Also, contrary to Graham, i think that denser code may not always be better for readability. Concepts at a higher level of abstraction are harder to think about than more concrete ones. Often you find a piece of English text that is hard to read, and you might think, 'Jeez, if they had taken a full page to explain this concretely instead of explaining it abstractly in a single paragraph, it would have actually allowed me to have read it more quickly, even though there would have been more text'. The same can be true with programming. Perhaps this is why the Zen of Python has "sparse is better than dense".

In addition, contrary to Graham, extending the language with control flow macros has a cost in terms of increasing the count of conceptual primitives, in a way that extending a program with subroutines does not.

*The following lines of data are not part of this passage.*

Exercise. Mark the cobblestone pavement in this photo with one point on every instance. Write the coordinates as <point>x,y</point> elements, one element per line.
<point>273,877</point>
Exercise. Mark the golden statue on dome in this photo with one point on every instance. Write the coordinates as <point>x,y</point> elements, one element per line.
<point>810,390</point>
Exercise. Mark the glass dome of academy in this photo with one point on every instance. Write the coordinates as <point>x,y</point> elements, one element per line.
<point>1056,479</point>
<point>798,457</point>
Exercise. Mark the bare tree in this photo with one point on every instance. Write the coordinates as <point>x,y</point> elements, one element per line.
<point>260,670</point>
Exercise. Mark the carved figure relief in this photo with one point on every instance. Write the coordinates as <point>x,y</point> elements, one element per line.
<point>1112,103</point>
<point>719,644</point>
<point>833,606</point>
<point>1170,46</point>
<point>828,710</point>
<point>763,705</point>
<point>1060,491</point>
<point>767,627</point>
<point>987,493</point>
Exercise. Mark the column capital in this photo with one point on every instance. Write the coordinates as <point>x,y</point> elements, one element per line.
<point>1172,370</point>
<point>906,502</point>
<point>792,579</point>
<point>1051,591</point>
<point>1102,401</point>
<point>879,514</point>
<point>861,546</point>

In addition, in rebuttal to Graham, control flow macros need to be mastered in order to even understand the structure of a program, as opposed to subroutines, which need only be understood to understand its content. So, if you are purposefully browsing through a large codebase mostly written by others, you cannot effectively navigate unless you master each control flow macro that you come across in relevant code, so the fewer of these there are to learn, the better.

These are more motivations for Python's 'Only One Obvious Way To Do It', and most likely to van Rossum's resistance to adding anything like macros to Python.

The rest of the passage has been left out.